21 de Marzo, con mayúscula, efeméride que celebrábamos en el patio central, la bandera ondeando en lo alto, y los más aplicados iban al estrado para leer, ante el micrófono, sus composiciones. “El pastorcito de Guelatao”, “el respeto al derecho ajeno”, el cerro de las campanas. Aplausos bajo el sol a plomo y al final, con el tocadiscos escolar, unidos todos para entonar la desafiante estrofa… “y retiemble en sus centros la tierra”.
Y encima que la fecha coincide con el cambio estacional, de por sí. Dos fueron los hitos del presidente Juárez. El primero la desamortización de los bienes del clero, la famosa Ley de Reforma, que nacionalizó buena parte del patrimonio eclesiástico. La segunda proeza, como bien se recuerda, fue la prolongada guerra contra la Francia napoleónica, de 1862 a 1867, cuando se pretendió hacer del país una monarquía de ultramar.
A eso habría que añadir los detalles de su propia biografía, ser un indio zapoteco ilustrado, de gran inteligencia, que logró encumbrarse en tiempos de la lucha de facciones (conservadores y liberales), no muy distinto a como hoy se respiran los tiroteos. El fusilamiento del emperador Maximiliano fue la culminación de su lucha antiimperialista. No por nada en aquel paraje queretano, el famoso Cerro de las Campanas, se erige una efigie monumental en basalto, que representa el triunfo de la nación contra toda ambición usurpadora de ultramar.
En sus sueños de soberanía a rajatabla, el presidente Luis Echeverría decidió decretar a 1972 (al cumplirse un siglo de su muerte) como el Año de Juárez. Así fue erigida en Iztapalapa (la avenida Guelatao) el pasmoso monumento de la Cabeza de Juárez, iniciada por el escultor David Alfaro Siqueiros. De ese modo tenemos avenidas y calzadas por todo el país celebrando al así nombrado Benemérito de las Américas, con eso de que el adjetivo rima con su propio nombre, que obedece al Santo de Nursia (480-547 DC), famoso exorcista.
Esa peculiar circunstancia, la de ser electo presidente de un país y pertenecer a una minoría étnica distinguida por su segregación, puede equipararse a varios casos más o menos recientes. Uno sería el de Nelson Mandela en Sudáfrica (1994-1999) y otro, muy obvio, el de Barack Obama en Estados Unidos durante los dos periodos que cubrieron de 2009 a 2017. Y qué decir del dirigente aimará Evo Morales, en Bolivia, que se reeligió como presidente en tres periodos consecutivos, de 2006 a 2019, en que fue depuesto por las fuerzas militares.

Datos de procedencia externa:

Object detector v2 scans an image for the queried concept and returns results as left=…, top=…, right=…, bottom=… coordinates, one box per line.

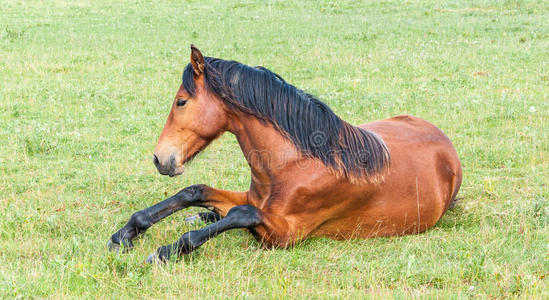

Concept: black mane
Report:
left=182, top=58, right=390, bottom=183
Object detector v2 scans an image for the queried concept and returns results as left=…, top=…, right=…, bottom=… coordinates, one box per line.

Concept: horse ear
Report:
left=190, top=44, right=205, bottom=76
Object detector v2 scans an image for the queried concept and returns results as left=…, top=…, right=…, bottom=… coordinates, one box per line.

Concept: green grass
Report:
left=1, top=0, right=548, bottom=298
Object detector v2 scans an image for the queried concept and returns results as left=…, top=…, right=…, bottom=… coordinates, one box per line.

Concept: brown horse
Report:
left=108, top=45, right=462, bottom=263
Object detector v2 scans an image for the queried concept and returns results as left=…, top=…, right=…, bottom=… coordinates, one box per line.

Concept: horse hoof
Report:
left=107, top=238, right=134, bottom=253
left=146, top=253, right=161, bottom=264
left=184, top=215, right=199, bottom=225
left=107, top=240, right=120, bottom=253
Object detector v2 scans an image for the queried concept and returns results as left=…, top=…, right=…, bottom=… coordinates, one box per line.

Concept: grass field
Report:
left=1, top=0, right=548, bottom=298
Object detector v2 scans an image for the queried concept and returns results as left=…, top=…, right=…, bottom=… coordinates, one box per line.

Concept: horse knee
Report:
left=175, top=184, right=206, bottom=203
left=130, top=211, right=152, bottom=232
left=226, top=205, right=262, bottom=228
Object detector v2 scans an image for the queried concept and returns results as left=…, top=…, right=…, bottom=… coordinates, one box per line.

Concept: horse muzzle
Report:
left=153, top=153, right=184, bottom=177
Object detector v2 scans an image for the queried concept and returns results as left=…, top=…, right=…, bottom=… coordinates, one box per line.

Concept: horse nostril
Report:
left=152, top=153, right=176, bottom=176
left=153, top=154, right=160, bottom=167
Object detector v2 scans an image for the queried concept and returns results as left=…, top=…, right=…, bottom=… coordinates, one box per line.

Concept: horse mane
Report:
left=182, top=58, right=391, bottom=183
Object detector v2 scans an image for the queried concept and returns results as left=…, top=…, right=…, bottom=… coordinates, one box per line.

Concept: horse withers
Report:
left=108, top=45, right=462, bottom=262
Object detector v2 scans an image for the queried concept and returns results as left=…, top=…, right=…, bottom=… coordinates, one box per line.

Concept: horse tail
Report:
left=446, top=167, right=462, bottom=211
left=448, top=196, right=461, bottom=209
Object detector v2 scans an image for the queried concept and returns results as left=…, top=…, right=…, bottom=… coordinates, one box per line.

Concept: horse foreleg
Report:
left=108, top=184, right=247, bottom=252
left=146, top=204, right=261, bottom=263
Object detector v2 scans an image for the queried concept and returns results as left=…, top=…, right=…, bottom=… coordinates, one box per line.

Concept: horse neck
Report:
left=227, top=112, right=300, bottom=194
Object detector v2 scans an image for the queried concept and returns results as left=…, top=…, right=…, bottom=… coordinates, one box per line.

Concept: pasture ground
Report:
left=1, top=0, right=548, bottom=298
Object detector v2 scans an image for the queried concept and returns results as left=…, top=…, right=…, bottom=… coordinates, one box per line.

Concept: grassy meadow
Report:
left=1, top=0, right=548, bottom=298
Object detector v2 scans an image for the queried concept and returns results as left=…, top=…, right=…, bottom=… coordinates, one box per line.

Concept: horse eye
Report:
left=176, top=99, right=187, bottom=107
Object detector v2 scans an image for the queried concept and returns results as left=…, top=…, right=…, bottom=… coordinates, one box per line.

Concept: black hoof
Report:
left=184, top=215, right=200, bottom=225
left=184, top=212, right=222, bottom=225
left=146, top=252, right=163, bottom=264
left=107, top=238, right=133, bottom=253
left=198, top=212, right=222, bottom=223
left=146, top=245, right=181, bottom=263
left=107, top=240, right=120, bottom=252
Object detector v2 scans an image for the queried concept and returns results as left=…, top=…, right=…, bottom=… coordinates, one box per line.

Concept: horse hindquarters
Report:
left=344, top=115, right=463, bottom=237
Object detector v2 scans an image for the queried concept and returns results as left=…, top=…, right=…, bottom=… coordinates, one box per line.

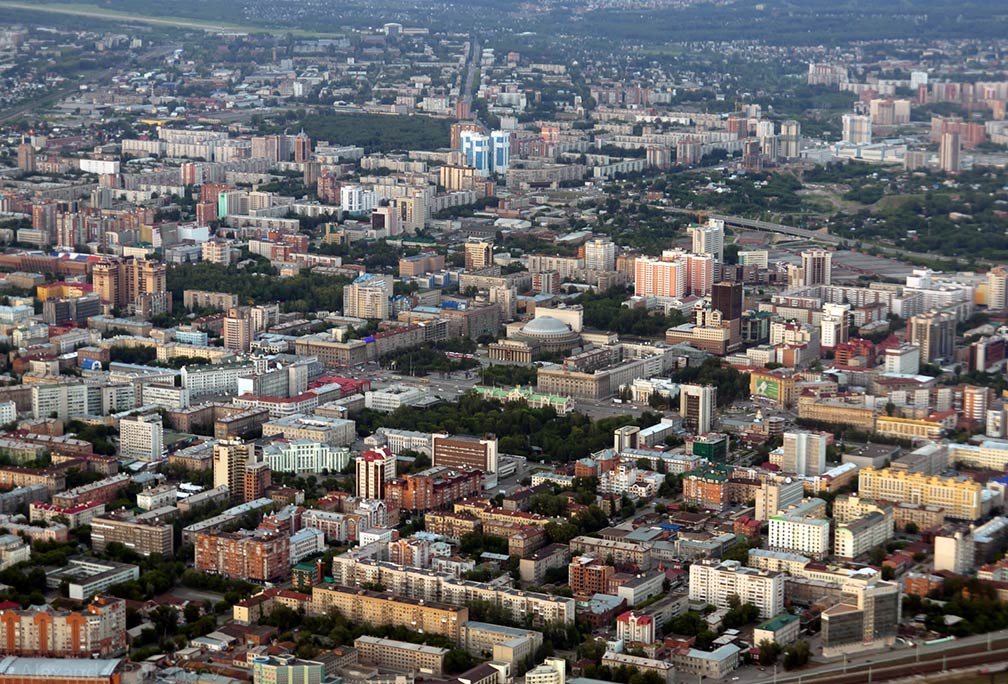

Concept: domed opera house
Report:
left=514, top=315, right=582, bottom=353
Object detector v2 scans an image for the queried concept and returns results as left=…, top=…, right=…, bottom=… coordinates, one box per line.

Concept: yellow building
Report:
left=875, top=416, right=945, bottom=440
left=796, top=395, right=876, bottom=431
left=857, top=467, right=982, bottom=521
left=308, top=585, right=467, bottom=643
left=37, top=282, right=92, bottom=301
left=750, top=369, right=797, bottom=407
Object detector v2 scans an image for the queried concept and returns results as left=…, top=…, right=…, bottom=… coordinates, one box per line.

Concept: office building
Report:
left=801, top=249, right=832, bottom=287
left=755, top=477, right=804, bottom=521
left=907, top=310, right=956, bottom=362
left=688, top=219, right=724, bottom=262
left=821, top=573, right=900, bottom=656
left=490, top=130, right=510, bottom=173
left=679, top=384, right=716, bottom=434
left=343, top=273, right=393, bottom=320
left=263, top=440, right=351, bottom=474
left=460, top=130, right=491, bottom=175
left=884, top=344, right=920, bottom=375
left=688, top=560, right=784, bottom=618
left=118, top=413, right=163, bottom=461
left=781, top=432, right=826, bottom=476
left=433, top=433, right=498, bottom=473
left=45, top=557, right=139, bottom=601
left=858, top=468, right=982, bottom=521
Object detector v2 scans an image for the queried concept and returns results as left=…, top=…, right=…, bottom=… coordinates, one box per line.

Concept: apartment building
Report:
left=687, top=560, right=784, bottom=619
left=0, top=596, right=126, bottom=657
left=768, top=514, right=831, bottom=561
left=195, top=530, right=291, bottom=583
left=308, top=585, right=467, bottom=642
left=355, top=636, right=448, bottom=675
left=90, top=514, right=174, bottom=557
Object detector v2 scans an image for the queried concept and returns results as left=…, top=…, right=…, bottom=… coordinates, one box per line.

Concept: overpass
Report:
left=663, top=207, right=842, bottom=245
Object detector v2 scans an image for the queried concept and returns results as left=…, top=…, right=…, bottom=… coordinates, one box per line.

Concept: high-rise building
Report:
left=584, top=238, right=616, bottom=271
left=223, top=309, right=252, bottom=353
left=464, top=238, right=493, bottom=271
left=939, top=131, right=961, bottom=173
left=842, top=113, right=872, bottom=145
left=781, top=431, right=827, bottom=476
left=711, top=280, right=743, bottom=347
left=343, top=273, right=393, bottom=319
left=987, top=266, right=1008, bottom=311
left=820, top=303, right=850, bottom=349
left=92, top=258, right=169, bottom=311
left=679, top=384, right=716, bottom=434
left=800, top=249, right=832, bottom=286
left=821, top=573, right=900, bottom=656
left=686, top=253, right=714, bottom=296
left=213, top=440, right=259, bottom=502
left=780, top=120, right=800, bottom=158
left=460, top=130, right=491, bottom=176
left=634, top=256, right=686, bottom=300
left=293, top=130, right=312, bottom=163
left=356, top=447, right=395, bottom=499
left=907, top=310, right=956, bottom=362
left=340, top=185, right=378, bottom=215
left=16, top=140, right=35, bottom=173
left=490, top=130, right=511, bottom=173
left=688, top=219, right=725, bottom=262
left=119, top=413, right=164, bottom=461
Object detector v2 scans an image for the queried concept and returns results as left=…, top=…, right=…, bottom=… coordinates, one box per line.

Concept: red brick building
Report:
left=384, top=466, right=481, bottom=512
left=195, top=530, right=290, bottom=583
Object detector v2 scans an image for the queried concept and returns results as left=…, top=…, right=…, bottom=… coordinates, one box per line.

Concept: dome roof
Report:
left=521, top=316, right=572, bottom=337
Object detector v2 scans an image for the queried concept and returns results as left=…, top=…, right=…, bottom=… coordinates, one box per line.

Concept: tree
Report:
left=150, top=605, right=179, bottom=640
left=757, top=639, right=782, bottom=666
left=782, top=641, right=811, bottom=670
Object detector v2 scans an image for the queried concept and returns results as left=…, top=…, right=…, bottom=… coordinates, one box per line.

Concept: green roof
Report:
left=757, top=612, right=799, bottom=632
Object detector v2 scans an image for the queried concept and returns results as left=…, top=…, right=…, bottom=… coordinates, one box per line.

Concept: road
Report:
left=663, top=206, right=971, bottom=266
left=461, top=34, right=480, bottom=104
left=663, top=207, right=841, bottom=244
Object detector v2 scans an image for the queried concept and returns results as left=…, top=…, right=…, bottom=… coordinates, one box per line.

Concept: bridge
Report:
left=663, top=207, right=842, bottom=244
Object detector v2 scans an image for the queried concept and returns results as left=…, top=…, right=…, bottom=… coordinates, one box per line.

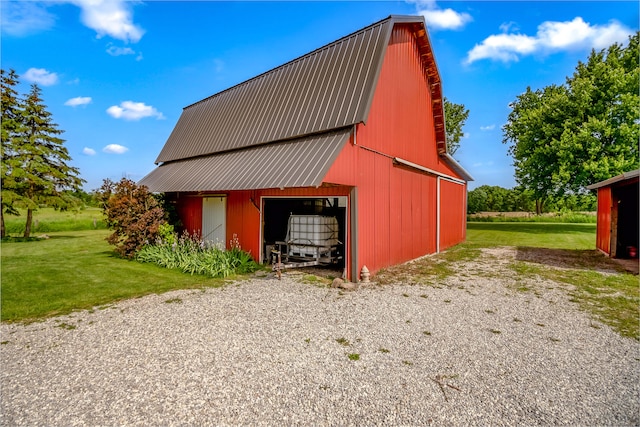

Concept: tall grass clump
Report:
left=137, top=226, right=259, bottom=278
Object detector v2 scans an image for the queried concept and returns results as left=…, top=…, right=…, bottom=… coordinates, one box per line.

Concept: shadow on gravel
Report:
left=515, top=247, right=628, bottom=274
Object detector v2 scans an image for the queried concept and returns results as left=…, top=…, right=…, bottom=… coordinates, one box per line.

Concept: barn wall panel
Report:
left=596, top=187, right=612, bottom=255
left=325, top=24, right=467, bottom=277
left=423, top=174, right=437, bottom=254
left=439, top=180, right=467, bottom=250
left=389, top=162, right=404, bottom=267
left=226, top=191, right=261, bottom=257
left=177, top=195, right=203, bottom=238
left=373, top=153, right=391, bottom=265
left=355, top=25, right=462, bottom=179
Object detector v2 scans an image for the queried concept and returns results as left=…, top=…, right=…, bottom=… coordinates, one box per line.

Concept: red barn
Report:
left=140, top=15, right=473, bottom=281
left=587, top=169, right=639, bottom=258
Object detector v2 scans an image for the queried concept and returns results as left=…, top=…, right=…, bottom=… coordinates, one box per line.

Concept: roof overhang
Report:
left=393, top=156, right=472, bottom=184
left=586, top=169, right=640, bottom=190
left=440, top=153, right=474, bottom=182
left=139, top=128, right=351, bottom=193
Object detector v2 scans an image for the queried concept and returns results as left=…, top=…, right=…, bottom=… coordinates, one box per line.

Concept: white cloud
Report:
left=65, top=96, right=92, bottom=107
left=2, top=1, right=144, bottom=43
left=106, top=45, right=136, bottom=56
left=472, top=161, right=495, bottom=168
left=0, top=2, right=56, bottom=36
left=419, top=7, right=472, bottom=31
left=480, top=124, right=496, bottom=131
left=24, top=68, right=59, bottom=86
left=106, top=101, right=165, bottom=121
left=68, top=0, right=144, bottom=43
left=466, top=17, right=633, bottom=64
left=83, top=147, right=97, bottom=156
left=409, top=0, right=471, bottom=31
left=103, top=144, right=129, bottom=154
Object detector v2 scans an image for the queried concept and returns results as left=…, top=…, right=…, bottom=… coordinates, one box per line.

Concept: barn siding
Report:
left=439, top=179, right=467, bottom=250
left=175, top=195, right=203, bottom=238
left=596, top=187, right=612, bottom=255
left=356, top=25, right=460, bottom=177
left=323, top=24, right=464, bottom=277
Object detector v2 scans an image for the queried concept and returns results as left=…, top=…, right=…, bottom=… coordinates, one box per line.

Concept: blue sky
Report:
left=2, top=1, right=637, bottom=191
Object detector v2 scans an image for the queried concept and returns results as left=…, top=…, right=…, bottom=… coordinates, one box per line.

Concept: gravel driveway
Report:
left=2, top=248, right=639, bottom=426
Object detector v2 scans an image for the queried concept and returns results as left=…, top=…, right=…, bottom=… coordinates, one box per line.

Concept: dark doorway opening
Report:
left=614, top=182, right=639, bottom=259
left=262, top=197, right=346, bottom=270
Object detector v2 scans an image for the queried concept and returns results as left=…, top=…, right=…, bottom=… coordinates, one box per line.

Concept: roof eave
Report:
left=586, top=169, right=640, bottom=190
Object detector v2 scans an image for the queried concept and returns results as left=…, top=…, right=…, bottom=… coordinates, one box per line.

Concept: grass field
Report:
left=3, top=207, right=107, bottom=234
left=1, top=230, right=225, bottom=322
left=467, top=222, right=596, bottom=249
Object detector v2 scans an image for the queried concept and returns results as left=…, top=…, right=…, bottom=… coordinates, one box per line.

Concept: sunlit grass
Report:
left=467, top=222, right=596, bottom=250
left=1, top=230, right=225, bottom=322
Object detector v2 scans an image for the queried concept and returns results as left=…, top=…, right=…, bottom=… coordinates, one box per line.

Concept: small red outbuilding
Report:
left=140, top=15, right=473, bottom=281
left=587, top=169, right=639, bottom=258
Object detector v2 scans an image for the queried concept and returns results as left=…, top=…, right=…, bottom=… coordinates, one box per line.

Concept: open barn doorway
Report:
left=613, top=182, right=639, bottom=259
left=262, top=197, right=347, bottom=274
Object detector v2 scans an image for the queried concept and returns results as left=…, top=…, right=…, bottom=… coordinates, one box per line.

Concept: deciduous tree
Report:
left=444, top=97, right=469, bottom=155
left=503, top=33, right=639, bottom=214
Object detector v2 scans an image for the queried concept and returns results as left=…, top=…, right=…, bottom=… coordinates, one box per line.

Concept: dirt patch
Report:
left=515, top=247, right=627, bottom=274
left=611, top=258, right=640, bottom=275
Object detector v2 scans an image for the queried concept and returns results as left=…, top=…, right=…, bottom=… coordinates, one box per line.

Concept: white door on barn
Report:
left=202, top=196, right=226, bottom=248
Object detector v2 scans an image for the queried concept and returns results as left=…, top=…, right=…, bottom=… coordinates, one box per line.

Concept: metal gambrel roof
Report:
left=155, top=15, right=445, bottom=164
left=139, top=128, right=351, bottom=193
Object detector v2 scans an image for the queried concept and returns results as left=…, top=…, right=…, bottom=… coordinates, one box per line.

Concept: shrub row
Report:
left=136, top=231, right=260, bottom=278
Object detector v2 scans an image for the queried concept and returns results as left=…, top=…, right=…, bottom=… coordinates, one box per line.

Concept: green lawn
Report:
left=467, top=222, right=596, bottom=250
left=1, top=230, right=225, bottom=322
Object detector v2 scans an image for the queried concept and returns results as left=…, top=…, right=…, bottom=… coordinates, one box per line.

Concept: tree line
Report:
left=467, top=185, right=596, bottom=214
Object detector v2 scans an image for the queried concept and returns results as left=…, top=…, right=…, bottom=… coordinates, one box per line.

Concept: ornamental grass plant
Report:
left=136, top=229, right=259, bottom=278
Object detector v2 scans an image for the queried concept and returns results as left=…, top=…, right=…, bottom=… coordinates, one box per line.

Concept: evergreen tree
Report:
left=0, top=69, right=23, bottom=238
left=4, top=82, right=84, bottom=237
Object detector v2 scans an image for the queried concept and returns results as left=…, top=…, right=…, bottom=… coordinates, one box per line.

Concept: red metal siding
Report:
left=356, top=25, right=461, bottom=178
left=324, top=24, right=464, bottom=277
left=345, top=158, right=440, bottom=276
left=439, top=180, right=467, bottom=250
left=177, top=196, right=203, bottom=238
left=596, top=187, right=612, bottom=255
left=226, top=191, right=261, bottom=256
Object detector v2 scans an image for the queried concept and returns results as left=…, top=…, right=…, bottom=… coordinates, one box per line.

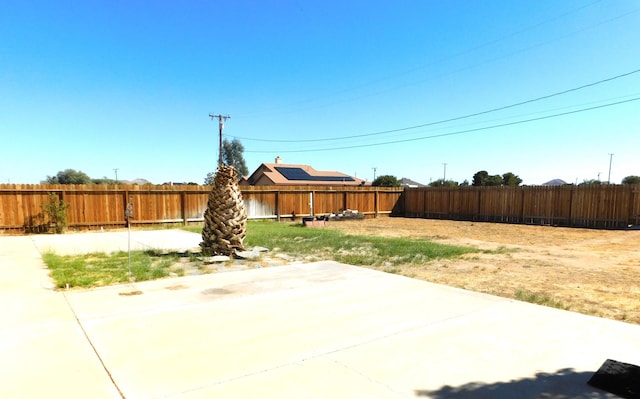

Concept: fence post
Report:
left=477, top=189, right=482, bottom=221
left=374, top=189, right=379, bottom=218
left=58, top=186, right=66, bottom=204
left=520, top=188, right=525, bottom=224
left=343, top=191, right=348, bottom=212
left=181, top=190, right=186, bottom=225
left=568, top=186, right=575, bottom=227
left=123, top=189, right=129, bottom=228
left=309, top=191, right=314, bottom=218
left=626, top=184, right=638, bottom=227
left=422, top=189, right=427, bottom=217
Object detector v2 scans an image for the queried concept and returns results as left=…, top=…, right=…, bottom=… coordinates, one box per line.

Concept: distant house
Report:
left=241, top=157, right=368, bottom=186
left=399, top=178, right=424, bottom=188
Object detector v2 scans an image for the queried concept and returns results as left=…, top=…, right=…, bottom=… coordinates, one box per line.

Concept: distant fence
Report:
left=401, top=184, right=640, bottom=229
left=0, top=184, right=403, bottom=234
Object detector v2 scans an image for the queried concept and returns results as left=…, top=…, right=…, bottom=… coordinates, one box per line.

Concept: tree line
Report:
left=372, top=172, right=640, bottom=187
left=372, top=170, right=523, bottom=187
left=41, top=139, right=249, bottom=186
left=43, top=169, right=126, bottom=185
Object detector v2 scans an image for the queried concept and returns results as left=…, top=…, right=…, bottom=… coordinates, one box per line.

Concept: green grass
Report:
left=44, top=221, right=482, bottom=289
left=185, top=220, right=479, bottom=266
left=514, top=289, right=570, bottom=310
left=42, top=250, right=176, bottom=289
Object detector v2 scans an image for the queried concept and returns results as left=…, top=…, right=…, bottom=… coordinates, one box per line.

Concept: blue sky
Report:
left=2, top=0, right=639, bottom=185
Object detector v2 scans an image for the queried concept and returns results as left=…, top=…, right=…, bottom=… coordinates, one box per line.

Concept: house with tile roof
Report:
left=241, top=156, right=368, bottom=186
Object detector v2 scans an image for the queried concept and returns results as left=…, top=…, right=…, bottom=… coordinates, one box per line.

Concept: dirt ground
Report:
left=326, top=217, right=640, bottom=325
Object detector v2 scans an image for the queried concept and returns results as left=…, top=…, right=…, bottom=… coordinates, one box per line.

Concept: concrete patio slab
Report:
left=2, top=230, right=640, bottom=398
left=0, top=236, right=121, bottom=399
left=65, top=262, right=640, bottom=399
left=30, top=229, right=202, bottom=255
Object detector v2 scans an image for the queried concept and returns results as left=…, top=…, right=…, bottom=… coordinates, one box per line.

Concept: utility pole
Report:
left=210, top=114, right=230, bottom=166
left=442, top=163, right=447, bottom=182
left=372, top=167, right=377, bottom=181
left=607, top=153, right=614, bottom=184
left=113, top=168, right=119, bottom=184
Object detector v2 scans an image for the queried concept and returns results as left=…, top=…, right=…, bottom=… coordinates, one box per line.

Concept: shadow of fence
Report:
left=22, top=213, right=49, bottom=234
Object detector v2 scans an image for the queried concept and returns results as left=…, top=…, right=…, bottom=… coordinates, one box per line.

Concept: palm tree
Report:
left=200, top=164, right=247, bottom=256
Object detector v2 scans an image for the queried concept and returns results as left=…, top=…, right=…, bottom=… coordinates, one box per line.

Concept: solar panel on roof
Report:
left=276, top=167, right=310, bottom=180
left=275, top=167, right=355, bottom=182
left=313, top=175, right=355, bottom=182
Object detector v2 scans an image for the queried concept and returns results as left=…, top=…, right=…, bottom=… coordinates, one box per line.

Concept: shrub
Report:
left=41, top=193, right=69, bottom=234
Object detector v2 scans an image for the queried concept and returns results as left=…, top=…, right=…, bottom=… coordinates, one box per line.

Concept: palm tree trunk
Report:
left=200, top=164, right=247, bottom=256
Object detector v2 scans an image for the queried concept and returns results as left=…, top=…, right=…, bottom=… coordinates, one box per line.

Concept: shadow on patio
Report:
left=415, top=368, right=614, bottom=399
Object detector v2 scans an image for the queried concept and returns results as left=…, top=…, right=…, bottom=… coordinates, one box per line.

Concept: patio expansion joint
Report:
left=326, top=357, right=406, bottom=397
left=160, top=300, right=506, bottom=398
left=61, top=291, right=127, bottom=399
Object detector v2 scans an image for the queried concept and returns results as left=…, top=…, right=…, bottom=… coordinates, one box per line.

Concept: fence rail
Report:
left=401, top=184, right=640, bottom=229
left=0, top=184, right=403, bottom=234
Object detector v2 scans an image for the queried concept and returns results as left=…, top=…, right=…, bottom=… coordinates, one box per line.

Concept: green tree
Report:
left=473, top=170, right=521, bottom=186
left=472, top=171, right=489, bottom=186
left=223, top=138, right=249, bottom=177
left=204, top=172, right=216, bottom=186
left=473, top=171, right=502, bottom=186
left=91, top=177, right=117, bottom=184
left=622, top=175, right=640, bottom=184
left=459, top=179, right=470, bottom=186
left=44, top=169, right=92, bottom=184
left=205, top=139, right=249, bottom=184
left=502, top=172, right=523, bottom=186
left=484, top=175, right=504, bottom=186
left=372, top=175, right=400, bottom=187
left=429, top=179, right=458, bottom=187
left=579, top=179, right=602, bottom=186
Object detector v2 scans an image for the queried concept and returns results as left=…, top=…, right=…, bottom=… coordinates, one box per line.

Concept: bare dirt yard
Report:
left=327, top=217, right=640, bottom=325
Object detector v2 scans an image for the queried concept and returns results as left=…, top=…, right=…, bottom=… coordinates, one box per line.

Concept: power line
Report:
left=245, top=96, right=640, bottom=153
left=389, top=92, right=640, bottom=140
left=231, top=67, right=640, bottom=144
left=285, top=6, right=639, bottom=120
left=237, top=0, right=607, bottom=118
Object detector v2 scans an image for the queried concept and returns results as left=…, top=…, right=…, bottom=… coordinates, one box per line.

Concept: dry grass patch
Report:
left=327, top=217, right=640, bottom=324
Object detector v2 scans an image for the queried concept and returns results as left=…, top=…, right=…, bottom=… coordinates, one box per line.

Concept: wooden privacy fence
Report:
left=0, top=184, right=404, bottom=234
left=402, top=184, right=640, bottom=229
left=242, top=185, right=403, bottom=220
left=2, top=184, right=639, bottom=234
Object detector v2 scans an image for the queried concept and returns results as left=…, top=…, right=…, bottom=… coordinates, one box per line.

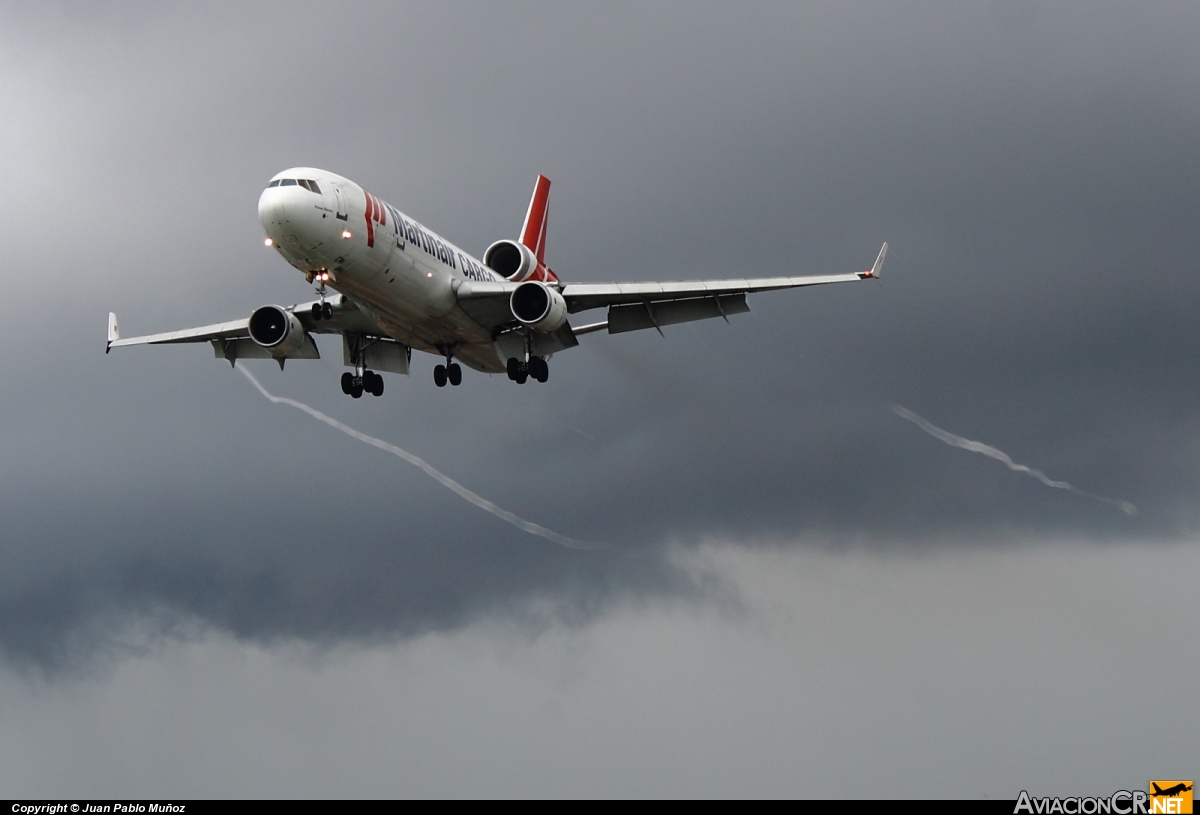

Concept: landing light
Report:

Algo de eso hay en toda contienda política nacional. La pregunta recóndita, que no siempre aflora, y que responde a la cuestión de quién de los contendientes se asemeja más a lo que representó Cuauhtémoc (o Cuitláhuac), frente a lo que significaría la estampa del conquistador Hernán Cortés o, ya puestos en esa dimensión, el general Winfield Scott, vencedor en la guerra de 1848, cuando perdimos la franja territorial que va de California a Tejas.
Oaxaqueño de cepa (al igual que don Porfirio, su paisano), Benito Juárez seguirá viviendo en el imaginario escolar y en todas las plazas públicas, ubicuo al fin. Igual que cuando nuestros maestros se desvivían relatando su vida como el héroe necesario para explicar el tumultuoso siglo XIX mexicano, del cual somos herederos y, a mucha honra, recipiendarios. A pesar de las bromas y la exageraciones, para bien, para mal, todos somos legatarios del Benemérito.